His hatred was unreasonable, he knew, but when was hatred ever reasonable? He had never even met Sean. Besides, if Sandra wanted to pick up some toy boy and take him home to her bed, it was hardly the toy boy’s fault, was it? More likely hers. But reason didn’t stop Banks from wanting to kill the bastard.
That night, after several whiskies too many, he had fallen asleep on the sofa as usual, with Dylan’s Blood on the Tracks playing on the CD. Long after the music had finished, he woke from a dream peculiar only for its emotional intensity.
He was sitting alone at a pine table in a kitchen, and sunlight flooded through the open curtains, bathing everything in its warm and honeyed glow. The walls were off-white, with a strip of red tiles over the sink and counter area; matching red canisters for coffee, tea and sugar stood on the white Formica counter-tops, and copper-bottomed pots and pans hung from a wooden rack beside the set of kitchen knives. The clarity of detail was extraordinary; every grain and knothole in the wood, every nuance of light on steel or copper shone with a preternatural brightness. He could even smell the warm pine from the table and the fitted cupboards, the oil on the hinges.
That was it. Nothing happened. Just a dream of light.
But the intense feeling of well-being it gave him, as warm and bright as the sunlight itself, still suffused him when he awoke, disappointed to find himself alone and hung-over on the sofa in the Eastvale semi.
When Sandra decided a few weeks later that their separation was to be permanent—or at least that reconciliation wasn’t imminent—they sold the semi. Sandra got the television and VCR; Banks got the stereo and the lion’s share of the CD collect
ion. That was fair; he had collected them in the first place.
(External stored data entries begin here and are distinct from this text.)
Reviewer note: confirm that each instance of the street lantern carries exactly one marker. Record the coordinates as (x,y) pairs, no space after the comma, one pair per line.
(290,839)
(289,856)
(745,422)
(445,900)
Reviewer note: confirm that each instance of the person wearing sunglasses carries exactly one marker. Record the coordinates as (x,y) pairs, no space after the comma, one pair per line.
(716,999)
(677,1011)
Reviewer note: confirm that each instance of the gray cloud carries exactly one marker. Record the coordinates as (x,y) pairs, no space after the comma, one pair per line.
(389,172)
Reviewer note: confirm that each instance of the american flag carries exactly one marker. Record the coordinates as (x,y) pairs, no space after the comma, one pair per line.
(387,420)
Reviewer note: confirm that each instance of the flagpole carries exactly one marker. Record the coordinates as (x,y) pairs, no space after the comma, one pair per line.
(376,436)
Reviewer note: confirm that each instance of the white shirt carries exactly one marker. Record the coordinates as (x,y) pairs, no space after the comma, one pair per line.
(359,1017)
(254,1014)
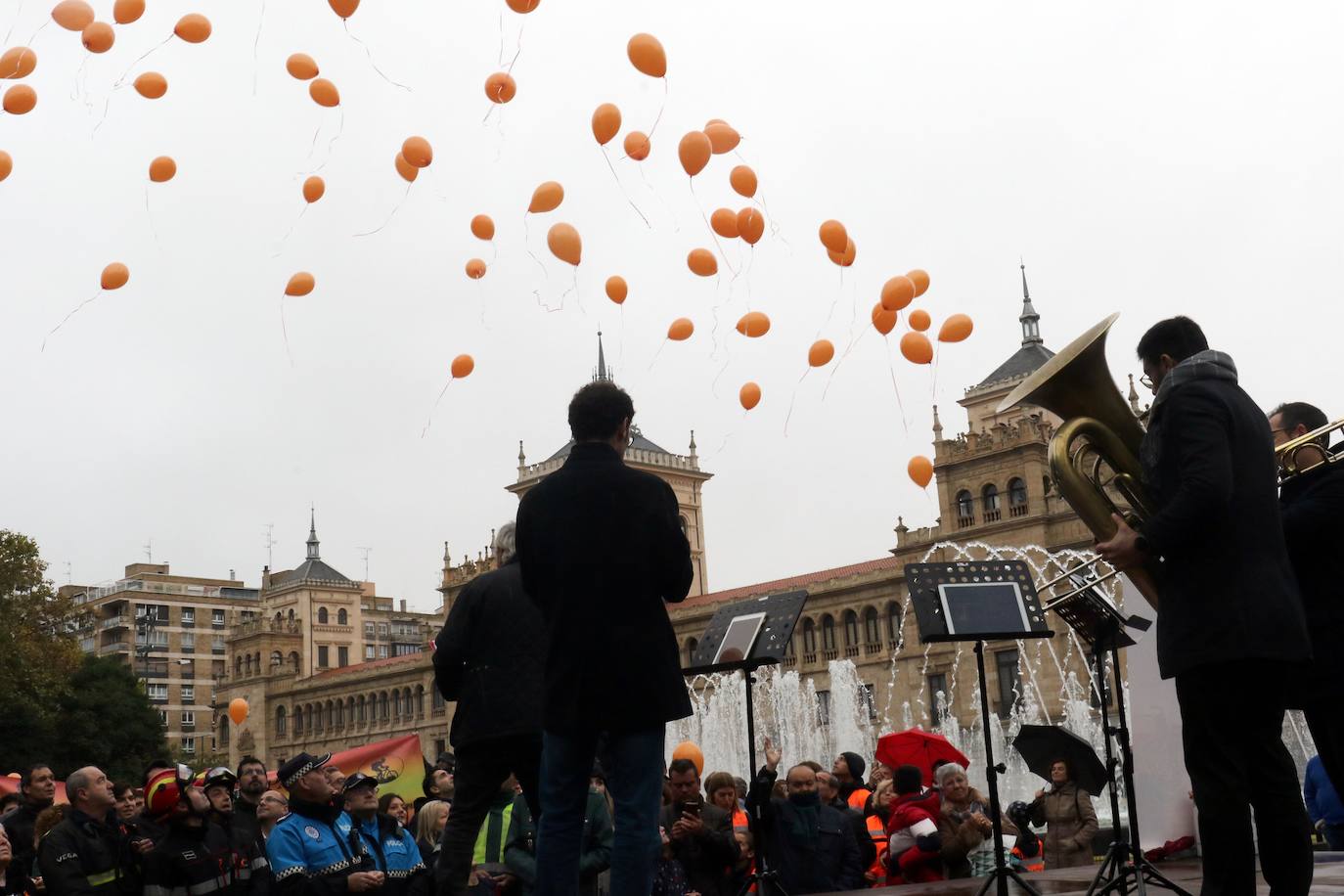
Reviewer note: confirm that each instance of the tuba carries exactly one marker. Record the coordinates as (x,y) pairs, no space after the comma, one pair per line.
(1095,454)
They split the kitchenware, and for some obscure reason, Sandra also took the tin-opener. Books and clothes were easily divided, and they sold most of the furniture. All in all, there hadn’t been a hell of a lot to show for more than twenty years of marriage. Even after the sale, Banks didn’t care much where or how he lived, until a few weeks in a bed-and-breakfast place straight out of Bill Bryson changed his mind.
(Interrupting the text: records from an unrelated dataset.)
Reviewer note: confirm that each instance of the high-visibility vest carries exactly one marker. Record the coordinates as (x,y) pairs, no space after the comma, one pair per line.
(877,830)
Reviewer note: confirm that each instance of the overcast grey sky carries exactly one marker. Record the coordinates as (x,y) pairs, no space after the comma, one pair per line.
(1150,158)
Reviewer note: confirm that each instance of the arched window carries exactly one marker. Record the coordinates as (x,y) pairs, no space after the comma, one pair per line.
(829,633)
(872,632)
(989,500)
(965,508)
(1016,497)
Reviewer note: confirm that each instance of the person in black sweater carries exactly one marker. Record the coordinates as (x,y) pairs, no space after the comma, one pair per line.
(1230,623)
He began to seek isolation. When he first saw the cottage from the outside, he didn’t think much of it. The view of the dale was terrific, as was the seclusion afforded by the woods, the beck, and the ash grove between the cottage and Gratly itself, but it was a squat, ugly little place that needed a lot of work.
A typical Dales mix of limestone, grit and flag, it had originally been a farm labourer’s cottage. Carved into the gritstone doorhead was the date 1768 and the initials JH, probably the time it was built and the initials of the first owner. Banks wondered who JH was and what had become of him. Mrs Perkins, the present owner, had lost both her two sons and her husband, and she was finally leaving to move in with her sister in Tadcaster.
Inside, the place didn’t make much more of an impression at first, either; it smelled of camphor and mould, and all the furniture and decor seemed dark and dingy. Downstairs was a living-room with a stone fireplace at one end, and upstairs, only two small bedrooms. The bathroom and toilet had been tacked onto the kitchen at the back, as they often were in such old houses. Plumbing was pretty primitive back in 1768.
Banks was not a believer in visions and prescience, but he would have been a fool to deny that when he walked into the kitchen that day he experienced the same feeling of well-being and peace he had experienced in the dream. It looked different, of course, but he knew it was the same place, the one in his dream.